Type: SwitchParameter
Parameter Sets: (All)
Aliases:
Required: False
Position: Named
Default value: None
Accept pipeline input: False
Accept wildcard characters: False
-PublicVirtualIP
Hiermee geeft u een openbaar virtueel IP-adres op voor een software-updatepunt dat via internet is verbonden.
Type: String
Parameter Sets: (All)
Aliases:
Required: False
Position: Named
Default value: None
Accept pipeline input: False
Accept wildcard characters: False
-SiteCode
Hiermee geeft u een sitecode voor een Configuration Manager site.
Type: String
Parameter Sets: ByName
Aliases:
Required: False
Position: Named
Default value: None
Accept pipeline input: False
Accept wildcard characters: False
-SiteSystemServerName
Hiermee geeft u de naam op van de computer die als host voor de sitesysteemrol van het software-updatepunt wordt gebruikt.
Type: String
Parameter Sets: ByName
Aliases: Name, ServerName
Required: True
Position: 0
Default value: None
Accept pipeline input: False
Accept wildcard characters: False
-UseProxy
Hiermee geeft u op of een software-updatepunt een proxy kan gebruiken.
Type: Boolean
Parameter Sets: (All)
Aliases:
Required: False
Position: Named
Default value: None
Accept pipeline input: False
Accept wildcard characters: False
-UseProxyForAutoDeploymentRule
Geeft aan of een regel voor automatische implementatie een proxy kan gebruiken.
Type: Boolean
Parameter Sets: (All)
Aliases:
Required: False
Position: Named
Default value: None
Accept pipeline input: False
Accept wildcard characters: False
-WhatIf
Hiermee wordt weergegeven wat er zou gebeuren als u de cmdlet uitvoert.
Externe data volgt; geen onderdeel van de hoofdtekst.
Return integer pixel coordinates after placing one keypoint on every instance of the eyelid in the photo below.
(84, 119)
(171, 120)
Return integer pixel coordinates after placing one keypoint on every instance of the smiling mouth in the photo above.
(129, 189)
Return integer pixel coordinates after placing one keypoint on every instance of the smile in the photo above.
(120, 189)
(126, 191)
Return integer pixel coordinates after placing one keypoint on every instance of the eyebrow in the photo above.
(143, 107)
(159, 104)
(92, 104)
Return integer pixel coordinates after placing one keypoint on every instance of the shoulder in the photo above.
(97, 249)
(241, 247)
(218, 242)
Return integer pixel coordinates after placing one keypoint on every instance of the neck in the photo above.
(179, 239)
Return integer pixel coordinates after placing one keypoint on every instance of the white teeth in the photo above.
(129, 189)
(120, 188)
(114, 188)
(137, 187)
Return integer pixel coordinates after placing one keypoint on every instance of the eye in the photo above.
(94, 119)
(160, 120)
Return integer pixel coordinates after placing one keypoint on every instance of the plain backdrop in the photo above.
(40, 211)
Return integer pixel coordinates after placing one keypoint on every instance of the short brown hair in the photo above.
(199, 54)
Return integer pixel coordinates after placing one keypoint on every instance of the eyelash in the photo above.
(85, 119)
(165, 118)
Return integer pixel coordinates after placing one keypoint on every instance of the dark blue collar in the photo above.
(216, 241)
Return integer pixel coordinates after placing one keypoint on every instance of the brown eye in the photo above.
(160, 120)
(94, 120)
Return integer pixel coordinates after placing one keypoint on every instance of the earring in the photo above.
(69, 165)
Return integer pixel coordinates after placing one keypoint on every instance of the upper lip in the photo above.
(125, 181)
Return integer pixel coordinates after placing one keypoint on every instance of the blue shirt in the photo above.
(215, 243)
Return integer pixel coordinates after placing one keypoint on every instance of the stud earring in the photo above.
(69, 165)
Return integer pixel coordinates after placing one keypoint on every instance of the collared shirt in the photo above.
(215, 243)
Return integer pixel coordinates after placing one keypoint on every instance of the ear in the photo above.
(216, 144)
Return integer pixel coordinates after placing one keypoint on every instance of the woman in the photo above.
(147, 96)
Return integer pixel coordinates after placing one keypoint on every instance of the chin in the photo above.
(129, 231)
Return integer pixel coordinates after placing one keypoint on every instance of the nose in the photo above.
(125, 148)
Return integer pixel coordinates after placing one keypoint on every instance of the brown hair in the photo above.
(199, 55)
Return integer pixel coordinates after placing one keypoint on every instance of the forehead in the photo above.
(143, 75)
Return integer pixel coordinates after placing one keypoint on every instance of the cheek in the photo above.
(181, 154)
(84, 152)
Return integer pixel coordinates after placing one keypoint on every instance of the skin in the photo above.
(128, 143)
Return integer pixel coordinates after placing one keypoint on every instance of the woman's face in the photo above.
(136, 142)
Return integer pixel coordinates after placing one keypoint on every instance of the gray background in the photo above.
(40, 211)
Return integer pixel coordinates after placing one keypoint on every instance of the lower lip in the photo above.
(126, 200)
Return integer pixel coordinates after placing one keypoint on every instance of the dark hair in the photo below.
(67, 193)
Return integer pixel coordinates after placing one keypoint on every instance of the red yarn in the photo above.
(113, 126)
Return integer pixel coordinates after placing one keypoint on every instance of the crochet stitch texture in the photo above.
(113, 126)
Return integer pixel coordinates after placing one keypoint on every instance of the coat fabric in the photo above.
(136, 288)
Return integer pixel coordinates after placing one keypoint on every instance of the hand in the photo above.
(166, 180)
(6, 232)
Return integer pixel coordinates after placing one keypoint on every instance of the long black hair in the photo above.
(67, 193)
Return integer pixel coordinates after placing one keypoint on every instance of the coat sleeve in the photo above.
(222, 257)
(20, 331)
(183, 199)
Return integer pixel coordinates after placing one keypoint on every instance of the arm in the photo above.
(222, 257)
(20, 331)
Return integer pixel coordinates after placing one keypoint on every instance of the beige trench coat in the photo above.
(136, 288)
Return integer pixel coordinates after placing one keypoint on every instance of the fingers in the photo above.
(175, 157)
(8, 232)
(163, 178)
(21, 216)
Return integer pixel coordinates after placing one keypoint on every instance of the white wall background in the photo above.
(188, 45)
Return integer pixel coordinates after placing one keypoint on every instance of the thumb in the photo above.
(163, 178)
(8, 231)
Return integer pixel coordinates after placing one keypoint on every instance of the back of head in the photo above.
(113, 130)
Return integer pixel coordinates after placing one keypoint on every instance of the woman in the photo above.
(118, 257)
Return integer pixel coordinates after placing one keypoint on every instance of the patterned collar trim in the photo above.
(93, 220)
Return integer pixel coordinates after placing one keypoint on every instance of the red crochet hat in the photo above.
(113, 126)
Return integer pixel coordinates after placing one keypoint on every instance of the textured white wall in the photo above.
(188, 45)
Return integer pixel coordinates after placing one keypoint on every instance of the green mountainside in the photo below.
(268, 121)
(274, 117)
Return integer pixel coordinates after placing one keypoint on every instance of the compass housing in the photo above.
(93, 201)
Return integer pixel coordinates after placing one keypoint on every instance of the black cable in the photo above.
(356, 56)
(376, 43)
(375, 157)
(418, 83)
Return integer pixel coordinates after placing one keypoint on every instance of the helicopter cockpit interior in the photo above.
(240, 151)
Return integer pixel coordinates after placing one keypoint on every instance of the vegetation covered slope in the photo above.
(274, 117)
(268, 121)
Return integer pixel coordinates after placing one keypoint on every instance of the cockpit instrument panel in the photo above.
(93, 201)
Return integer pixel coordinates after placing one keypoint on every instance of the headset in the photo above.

De cmdlet wordt niet uitgevoerd.
Type: SwitchParameter
Parameter Sets: (All)
Aliases: wi
Required: False
Position: Named
Default value: False
Accept pipeline input: False
Accept wildcard characters: False
-WsusAccessAccount
Hiermee geeft u een toegangsaccount op. Gebruik dit toegangsaccount om er verbinding mee te maken, tenzij een software-updatepunt anonieme toegang toestaat.
Type: String
Parameter Sets: (All)
Aliases:
Required: False
Position: Named
Default value: None
Accept pipeline input: False
Accept wildcard characters: False
CommonParameters
Deze cmdlet biedt ondersteuning voor de meest gebruikte parameters: -Debug, - ErrorAction, - ErrorVariable, - InformationAction, -InformationVariable, - OutVariable,-OutBuffer, - PipelineVariable - Verbose, - WarningAction en -WarningVariable. Zie voor meer informatie about_CommonParameters.